According to a statement from the museum, the 12 works, most of them done on paper, represent an understudied period of Zao’s prolific career in which he departed from his grand gestural paintings in favor of printmaking. The gift also consists of early figurative paintings dating from the late 1940s and early 1950s, when the Beijing-born artist was living in Paris among artists like Joan Miró and Alberto Giacometti.
“Few artists have achieved the acclaim of Zao Wou-Ki. The trailblazing modernist master earned fame in the Paris art world by integrating his Chinese aesthetic heritage with European artistic mediums,” the museum wrote on Instagram.
Zao is considered one of the greatest talents in recent Asian art history, and his paintings—which can easily fetch upwards of $65 million at auction—have grown difficult to acquire for public collection because they are so expensive. They have been prized because Zao was able to mingle styles taken from European modernism and Chinese visual culture.
Roy’s gift includes nine prints dating from between 1950 and 2000. Speaking to the South China Morning Post, Lesley Ma, the M+ museum’s curator of ink art, called the printmaking process a “wonderful playground” for Zao. She added, “You can see how he was trying to incorporate aspects of the calligraphic and ink landscape tradition. It was an interesting primary medium for him.”
The first of the two oil paintings, Open Air Theatre (1945), is one of Zao’s earliest forays into figuration, and the second, Piazza Siena (1951), was painted only a few years after but already carries the influence of the Parisian émigrés, in particular Paul Klee, whose work left a strong impact on Zao.
Zao left Paris in 1958 following a painful split from his first wife, Xie Jing-lan.

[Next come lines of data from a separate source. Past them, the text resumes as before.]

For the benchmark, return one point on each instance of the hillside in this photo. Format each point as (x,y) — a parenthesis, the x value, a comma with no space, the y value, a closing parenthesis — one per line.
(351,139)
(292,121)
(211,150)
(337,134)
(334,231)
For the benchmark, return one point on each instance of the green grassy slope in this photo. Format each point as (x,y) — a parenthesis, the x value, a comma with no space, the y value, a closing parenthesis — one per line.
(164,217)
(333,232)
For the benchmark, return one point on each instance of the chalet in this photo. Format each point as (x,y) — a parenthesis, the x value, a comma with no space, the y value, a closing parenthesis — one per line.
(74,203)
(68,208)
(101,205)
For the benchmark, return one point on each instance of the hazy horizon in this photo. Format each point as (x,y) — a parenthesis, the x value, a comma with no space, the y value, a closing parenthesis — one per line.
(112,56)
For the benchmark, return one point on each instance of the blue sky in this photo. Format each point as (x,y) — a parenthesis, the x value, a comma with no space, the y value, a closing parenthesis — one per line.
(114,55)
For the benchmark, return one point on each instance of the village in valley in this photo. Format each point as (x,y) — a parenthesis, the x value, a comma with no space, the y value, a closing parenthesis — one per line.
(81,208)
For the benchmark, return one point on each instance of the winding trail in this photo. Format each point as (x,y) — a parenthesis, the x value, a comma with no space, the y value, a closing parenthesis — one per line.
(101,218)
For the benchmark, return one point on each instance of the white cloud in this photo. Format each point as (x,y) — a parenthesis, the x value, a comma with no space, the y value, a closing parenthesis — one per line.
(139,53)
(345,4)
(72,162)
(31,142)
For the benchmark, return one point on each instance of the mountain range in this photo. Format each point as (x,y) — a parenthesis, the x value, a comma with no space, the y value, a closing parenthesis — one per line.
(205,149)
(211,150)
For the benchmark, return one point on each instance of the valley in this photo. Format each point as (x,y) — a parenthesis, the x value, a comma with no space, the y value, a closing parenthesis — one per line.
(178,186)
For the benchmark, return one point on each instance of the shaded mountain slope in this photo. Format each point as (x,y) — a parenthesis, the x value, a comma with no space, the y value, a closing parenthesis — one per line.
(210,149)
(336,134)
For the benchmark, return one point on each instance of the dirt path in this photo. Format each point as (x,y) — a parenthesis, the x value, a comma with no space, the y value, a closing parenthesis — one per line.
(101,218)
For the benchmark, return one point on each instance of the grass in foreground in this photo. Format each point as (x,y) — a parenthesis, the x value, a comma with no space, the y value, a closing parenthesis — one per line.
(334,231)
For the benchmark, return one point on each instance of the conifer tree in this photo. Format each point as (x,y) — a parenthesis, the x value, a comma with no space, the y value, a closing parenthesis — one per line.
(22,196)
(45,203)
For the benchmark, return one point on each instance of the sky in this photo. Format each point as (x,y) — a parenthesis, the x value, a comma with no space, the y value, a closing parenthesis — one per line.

For a brief period afterward, he went returned to Hong Kong, where he met his second wife, the actress Chan May-kan, who died in 1972. The two moved back to Paris with May’s daughter, Sin-May, and settled in a home close to Alberto Giacometti’s studio.
“Although the influence of Paris is undeniable in all my training as an artist, I also wish to say that I have gradually rediscovered China,” Zao once told Christie’s. “Paradoxically, perhaps, it is to Paris that I owe this return to my deepest origins.”